TiBw reinforced titanium matrix composites fabricated by selective laser melting: Influence of energy density on microstructure and tribological performance

For the application of high-performance titanium alloy parts in the additive manufacturing of aerospace, automotive and other fields, titanium matrix composites reinforced by TiBw were fabricated using selective laser melting technology.
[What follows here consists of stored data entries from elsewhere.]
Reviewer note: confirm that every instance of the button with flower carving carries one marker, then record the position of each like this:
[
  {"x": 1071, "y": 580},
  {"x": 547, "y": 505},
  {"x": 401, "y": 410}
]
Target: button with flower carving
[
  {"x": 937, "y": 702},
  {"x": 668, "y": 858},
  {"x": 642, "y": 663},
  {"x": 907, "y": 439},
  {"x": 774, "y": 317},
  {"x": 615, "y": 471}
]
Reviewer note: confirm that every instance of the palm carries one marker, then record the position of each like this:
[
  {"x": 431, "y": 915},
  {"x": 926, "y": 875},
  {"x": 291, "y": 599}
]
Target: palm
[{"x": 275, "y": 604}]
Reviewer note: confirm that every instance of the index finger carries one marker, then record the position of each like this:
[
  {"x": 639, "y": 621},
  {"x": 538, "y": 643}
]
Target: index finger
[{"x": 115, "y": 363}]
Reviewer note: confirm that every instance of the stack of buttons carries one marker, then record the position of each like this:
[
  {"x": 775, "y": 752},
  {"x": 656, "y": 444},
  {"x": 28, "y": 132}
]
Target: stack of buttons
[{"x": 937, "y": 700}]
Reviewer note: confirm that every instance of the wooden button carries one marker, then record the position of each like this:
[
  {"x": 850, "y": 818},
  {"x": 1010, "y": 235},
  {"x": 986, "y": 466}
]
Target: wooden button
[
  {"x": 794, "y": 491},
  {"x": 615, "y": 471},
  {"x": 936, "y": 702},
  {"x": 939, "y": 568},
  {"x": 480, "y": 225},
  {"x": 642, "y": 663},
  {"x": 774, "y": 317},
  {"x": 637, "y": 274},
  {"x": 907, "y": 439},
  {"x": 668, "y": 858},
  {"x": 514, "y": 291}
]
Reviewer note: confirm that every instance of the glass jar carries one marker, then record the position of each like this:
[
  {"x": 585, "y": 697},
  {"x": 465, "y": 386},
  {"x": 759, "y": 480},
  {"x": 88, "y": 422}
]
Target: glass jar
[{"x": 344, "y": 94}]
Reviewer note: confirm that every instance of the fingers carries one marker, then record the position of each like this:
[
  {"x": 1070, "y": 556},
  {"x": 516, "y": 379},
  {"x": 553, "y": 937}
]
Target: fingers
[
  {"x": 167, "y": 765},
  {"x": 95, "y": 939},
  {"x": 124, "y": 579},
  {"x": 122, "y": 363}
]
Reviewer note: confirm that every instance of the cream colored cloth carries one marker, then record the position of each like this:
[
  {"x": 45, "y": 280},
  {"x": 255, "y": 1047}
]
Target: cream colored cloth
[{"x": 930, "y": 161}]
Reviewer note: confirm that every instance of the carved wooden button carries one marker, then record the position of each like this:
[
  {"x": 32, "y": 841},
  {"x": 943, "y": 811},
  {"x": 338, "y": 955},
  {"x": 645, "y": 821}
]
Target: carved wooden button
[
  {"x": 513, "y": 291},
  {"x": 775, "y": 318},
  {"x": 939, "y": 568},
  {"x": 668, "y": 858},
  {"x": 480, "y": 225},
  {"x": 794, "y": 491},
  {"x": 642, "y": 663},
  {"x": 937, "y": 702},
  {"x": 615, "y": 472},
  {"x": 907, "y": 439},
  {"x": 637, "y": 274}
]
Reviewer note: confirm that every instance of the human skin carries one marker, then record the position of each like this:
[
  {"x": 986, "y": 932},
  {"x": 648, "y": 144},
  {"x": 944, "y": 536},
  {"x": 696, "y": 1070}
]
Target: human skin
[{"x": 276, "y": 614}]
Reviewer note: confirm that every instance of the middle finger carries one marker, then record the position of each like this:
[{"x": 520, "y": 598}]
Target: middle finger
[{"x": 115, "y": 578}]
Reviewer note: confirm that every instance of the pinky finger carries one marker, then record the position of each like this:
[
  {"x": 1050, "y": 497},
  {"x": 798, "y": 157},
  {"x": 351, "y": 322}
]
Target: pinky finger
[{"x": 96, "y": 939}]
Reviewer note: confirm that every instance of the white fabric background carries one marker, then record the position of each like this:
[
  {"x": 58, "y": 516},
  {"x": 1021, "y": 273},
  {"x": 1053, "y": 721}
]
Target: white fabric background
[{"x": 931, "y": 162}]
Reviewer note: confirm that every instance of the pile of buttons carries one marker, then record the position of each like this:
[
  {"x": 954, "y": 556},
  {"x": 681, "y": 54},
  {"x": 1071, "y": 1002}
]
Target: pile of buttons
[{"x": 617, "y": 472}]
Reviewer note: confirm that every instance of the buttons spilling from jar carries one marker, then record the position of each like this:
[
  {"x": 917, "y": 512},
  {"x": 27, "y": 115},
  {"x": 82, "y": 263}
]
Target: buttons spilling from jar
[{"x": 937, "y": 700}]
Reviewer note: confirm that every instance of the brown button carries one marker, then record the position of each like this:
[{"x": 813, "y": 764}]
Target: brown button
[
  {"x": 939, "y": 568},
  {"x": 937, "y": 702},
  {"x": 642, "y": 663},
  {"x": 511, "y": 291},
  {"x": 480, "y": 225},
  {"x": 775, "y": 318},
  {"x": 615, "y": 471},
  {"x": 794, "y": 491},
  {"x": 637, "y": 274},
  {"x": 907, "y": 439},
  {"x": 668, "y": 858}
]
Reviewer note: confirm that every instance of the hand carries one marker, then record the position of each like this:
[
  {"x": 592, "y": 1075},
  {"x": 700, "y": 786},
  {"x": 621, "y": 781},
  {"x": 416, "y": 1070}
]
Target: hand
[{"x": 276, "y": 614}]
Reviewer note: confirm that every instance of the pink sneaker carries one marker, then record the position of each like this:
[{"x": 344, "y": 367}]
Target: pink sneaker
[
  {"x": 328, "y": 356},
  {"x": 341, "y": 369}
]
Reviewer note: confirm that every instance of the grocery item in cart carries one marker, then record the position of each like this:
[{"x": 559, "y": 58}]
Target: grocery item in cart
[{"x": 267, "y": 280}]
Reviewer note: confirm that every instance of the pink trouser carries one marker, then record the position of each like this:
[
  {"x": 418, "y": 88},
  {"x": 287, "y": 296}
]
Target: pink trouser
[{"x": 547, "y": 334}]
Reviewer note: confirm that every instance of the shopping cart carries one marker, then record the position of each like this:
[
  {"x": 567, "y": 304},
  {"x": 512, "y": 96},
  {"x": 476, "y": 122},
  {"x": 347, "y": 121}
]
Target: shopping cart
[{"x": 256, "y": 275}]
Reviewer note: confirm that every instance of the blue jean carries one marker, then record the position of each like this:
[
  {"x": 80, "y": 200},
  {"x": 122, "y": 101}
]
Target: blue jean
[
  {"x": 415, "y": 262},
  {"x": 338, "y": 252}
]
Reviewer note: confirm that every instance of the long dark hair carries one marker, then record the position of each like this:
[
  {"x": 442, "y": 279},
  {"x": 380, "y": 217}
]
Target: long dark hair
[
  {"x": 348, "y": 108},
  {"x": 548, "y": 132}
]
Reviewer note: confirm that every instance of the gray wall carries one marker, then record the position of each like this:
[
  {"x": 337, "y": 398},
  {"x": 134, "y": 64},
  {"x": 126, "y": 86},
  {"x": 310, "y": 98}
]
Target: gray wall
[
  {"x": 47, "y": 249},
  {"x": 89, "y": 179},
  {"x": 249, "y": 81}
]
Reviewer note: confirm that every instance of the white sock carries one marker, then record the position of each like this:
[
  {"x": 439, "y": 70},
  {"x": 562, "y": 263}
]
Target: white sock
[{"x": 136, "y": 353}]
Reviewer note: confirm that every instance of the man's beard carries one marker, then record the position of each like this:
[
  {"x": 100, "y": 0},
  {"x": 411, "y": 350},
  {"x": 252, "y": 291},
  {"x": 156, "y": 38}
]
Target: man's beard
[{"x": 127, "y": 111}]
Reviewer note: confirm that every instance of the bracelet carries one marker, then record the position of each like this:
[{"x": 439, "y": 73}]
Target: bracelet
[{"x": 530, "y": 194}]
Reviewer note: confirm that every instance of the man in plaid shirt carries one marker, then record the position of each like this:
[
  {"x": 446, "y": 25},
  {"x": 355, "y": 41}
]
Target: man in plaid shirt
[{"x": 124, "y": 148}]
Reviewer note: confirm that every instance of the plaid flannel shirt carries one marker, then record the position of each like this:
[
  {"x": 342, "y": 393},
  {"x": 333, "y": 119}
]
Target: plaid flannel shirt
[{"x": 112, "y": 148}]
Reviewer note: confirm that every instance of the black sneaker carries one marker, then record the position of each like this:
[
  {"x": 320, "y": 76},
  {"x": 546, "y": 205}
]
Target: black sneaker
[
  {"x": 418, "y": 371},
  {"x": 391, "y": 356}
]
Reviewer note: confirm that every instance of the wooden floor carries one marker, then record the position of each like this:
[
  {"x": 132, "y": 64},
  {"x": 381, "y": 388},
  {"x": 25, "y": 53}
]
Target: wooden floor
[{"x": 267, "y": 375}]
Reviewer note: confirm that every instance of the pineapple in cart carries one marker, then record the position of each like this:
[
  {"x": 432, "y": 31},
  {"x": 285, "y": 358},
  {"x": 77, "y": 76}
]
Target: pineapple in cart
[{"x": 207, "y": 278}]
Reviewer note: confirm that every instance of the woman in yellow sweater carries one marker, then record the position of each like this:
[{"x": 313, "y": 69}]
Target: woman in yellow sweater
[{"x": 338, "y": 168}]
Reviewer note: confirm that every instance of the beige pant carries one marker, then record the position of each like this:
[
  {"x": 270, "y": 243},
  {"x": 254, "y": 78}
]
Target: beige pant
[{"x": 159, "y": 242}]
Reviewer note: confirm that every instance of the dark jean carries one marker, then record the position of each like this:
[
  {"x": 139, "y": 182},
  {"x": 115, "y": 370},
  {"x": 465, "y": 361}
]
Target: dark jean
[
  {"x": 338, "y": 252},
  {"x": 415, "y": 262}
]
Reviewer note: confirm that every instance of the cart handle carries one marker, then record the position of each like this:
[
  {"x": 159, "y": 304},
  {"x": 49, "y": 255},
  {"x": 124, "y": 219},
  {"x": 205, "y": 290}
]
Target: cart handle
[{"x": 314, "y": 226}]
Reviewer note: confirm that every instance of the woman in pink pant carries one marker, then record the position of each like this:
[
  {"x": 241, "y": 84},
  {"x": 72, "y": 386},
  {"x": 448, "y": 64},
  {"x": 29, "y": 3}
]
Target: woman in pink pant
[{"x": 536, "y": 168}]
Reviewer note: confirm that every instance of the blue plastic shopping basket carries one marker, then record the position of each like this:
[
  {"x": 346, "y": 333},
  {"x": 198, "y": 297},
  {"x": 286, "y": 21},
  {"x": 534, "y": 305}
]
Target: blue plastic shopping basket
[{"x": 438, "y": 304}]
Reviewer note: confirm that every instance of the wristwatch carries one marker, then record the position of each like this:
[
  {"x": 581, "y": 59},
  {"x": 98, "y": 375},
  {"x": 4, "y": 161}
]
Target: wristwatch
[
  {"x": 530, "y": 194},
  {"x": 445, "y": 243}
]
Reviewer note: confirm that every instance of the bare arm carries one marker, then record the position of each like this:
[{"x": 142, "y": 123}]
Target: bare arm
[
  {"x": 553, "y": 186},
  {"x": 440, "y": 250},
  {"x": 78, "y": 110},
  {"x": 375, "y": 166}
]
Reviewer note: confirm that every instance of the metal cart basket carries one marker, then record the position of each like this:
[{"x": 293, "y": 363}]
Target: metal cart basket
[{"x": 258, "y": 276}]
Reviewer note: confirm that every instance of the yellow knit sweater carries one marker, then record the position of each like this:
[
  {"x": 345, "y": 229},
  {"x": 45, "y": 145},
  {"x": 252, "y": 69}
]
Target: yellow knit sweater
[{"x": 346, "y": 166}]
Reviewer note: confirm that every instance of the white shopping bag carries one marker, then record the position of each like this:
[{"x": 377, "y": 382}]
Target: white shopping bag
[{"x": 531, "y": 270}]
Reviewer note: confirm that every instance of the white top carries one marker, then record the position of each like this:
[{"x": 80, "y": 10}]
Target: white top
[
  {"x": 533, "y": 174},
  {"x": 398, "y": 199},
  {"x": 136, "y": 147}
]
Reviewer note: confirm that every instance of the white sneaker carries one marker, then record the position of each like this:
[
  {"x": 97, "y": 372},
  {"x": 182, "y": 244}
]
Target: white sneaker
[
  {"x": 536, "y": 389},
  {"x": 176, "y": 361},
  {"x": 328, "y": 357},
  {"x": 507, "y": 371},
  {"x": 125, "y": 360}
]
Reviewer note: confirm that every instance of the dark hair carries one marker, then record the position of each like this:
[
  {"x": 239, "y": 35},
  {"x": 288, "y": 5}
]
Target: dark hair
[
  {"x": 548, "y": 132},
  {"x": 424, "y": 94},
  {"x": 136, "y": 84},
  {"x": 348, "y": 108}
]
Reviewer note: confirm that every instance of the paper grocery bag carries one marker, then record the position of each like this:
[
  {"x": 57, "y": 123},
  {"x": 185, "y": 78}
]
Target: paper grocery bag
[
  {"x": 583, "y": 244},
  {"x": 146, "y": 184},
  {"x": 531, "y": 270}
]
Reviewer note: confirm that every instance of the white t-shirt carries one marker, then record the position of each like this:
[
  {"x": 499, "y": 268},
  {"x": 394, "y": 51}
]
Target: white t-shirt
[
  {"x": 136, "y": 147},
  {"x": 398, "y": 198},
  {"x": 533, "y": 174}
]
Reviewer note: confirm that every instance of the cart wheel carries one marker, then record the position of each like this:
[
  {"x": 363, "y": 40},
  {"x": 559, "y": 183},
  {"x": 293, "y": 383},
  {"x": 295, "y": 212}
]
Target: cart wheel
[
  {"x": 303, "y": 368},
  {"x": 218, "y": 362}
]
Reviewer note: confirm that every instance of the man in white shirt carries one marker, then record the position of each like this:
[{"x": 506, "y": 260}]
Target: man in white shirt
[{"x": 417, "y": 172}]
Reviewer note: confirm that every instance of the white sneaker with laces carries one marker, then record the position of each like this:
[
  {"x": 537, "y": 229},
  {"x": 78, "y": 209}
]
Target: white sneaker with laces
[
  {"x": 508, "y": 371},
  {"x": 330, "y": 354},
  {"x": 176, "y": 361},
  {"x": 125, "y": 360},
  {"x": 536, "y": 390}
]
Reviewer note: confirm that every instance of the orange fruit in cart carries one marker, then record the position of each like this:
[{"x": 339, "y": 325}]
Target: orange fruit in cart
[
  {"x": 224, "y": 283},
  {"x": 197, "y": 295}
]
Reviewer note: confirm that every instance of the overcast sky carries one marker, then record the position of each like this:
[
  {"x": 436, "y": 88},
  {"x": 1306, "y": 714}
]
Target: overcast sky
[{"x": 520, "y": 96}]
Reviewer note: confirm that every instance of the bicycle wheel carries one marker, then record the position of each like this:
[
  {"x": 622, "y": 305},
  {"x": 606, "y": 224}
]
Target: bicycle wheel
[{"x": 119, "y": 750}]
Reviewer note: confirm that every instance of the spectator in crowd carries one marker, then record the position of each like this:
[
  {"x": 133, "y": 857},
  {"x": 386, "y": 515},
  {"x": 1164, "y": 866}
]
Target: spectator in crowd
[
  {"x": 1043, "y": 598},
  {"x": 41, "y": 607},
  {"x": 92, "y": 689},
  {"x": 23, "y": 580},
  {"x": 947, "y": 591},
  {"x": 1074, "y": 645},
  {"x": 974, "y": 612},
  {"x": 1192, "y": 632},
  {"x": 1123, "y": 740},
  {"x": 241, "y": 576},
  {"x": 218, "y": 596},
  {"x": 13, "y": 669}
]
The influence of different energy densities on the microstructure, microhardness and tribological performance of TiBw/Ti6Al4V composite were studied, and the formation and evolution mechanism of the unique microstructure was analyzed. It is found that the TiBw/Ti6Al4V composite fabricated by SLM is mainly composed of a fine & alpha;e-Ti matrix, nano-scale TiBw produced by the in-situ reaction and residual TiB2 particles. The size, morphology and distribution of TiBw and its aggregated network structure are related to laser energy density. As the energy density increases, the morphology of TiBw evolves from tiny acicular to thick rodlike or plate-like. Additionally, the network chain composed of TiBw gradually expands or even breaks. Compared with Ti6Al4V alloy processed by SLM and traditional casting, the microhardness and wear resistance of TiBw/Ti6Al4V composites fabricated under various energy densities are significantly improved, and the friction process is affected by the abrasive wear, adhesive wear, and oxidation wear mechanisms. The good tribological performance is attributed to the fine-grain strengthening of Ti matrix and the second-phase strengthening effect caused by the network structure of TiBw.

Automated summary

Reinforced by TiBw, titanium matrix composites were fabricated using selective laser melting technology for the application in high-performance titanium alloy parts in aerospace, automotive, and other fields. The microstructure, microhardness, and tribological performance of the TiBw/Ti6Al4V composite under different energy densities were studied, and the formation and evolution mechanism of the unique microstructure were analyzed. It was found that the composite is mainly composed of a fine α-Ti matrix, nano-scale TiBw produced by in-situ reaction, and residual TiB2 particles. The size, morphology, and distribution of TiBw and its network structure are affected by laser energy density. The improved microhardness and wear resistance of the composites are attributed to the fine-grain strengthening of the Ti matrix and the second-phase strengthening effect caused by the TiBw network structure.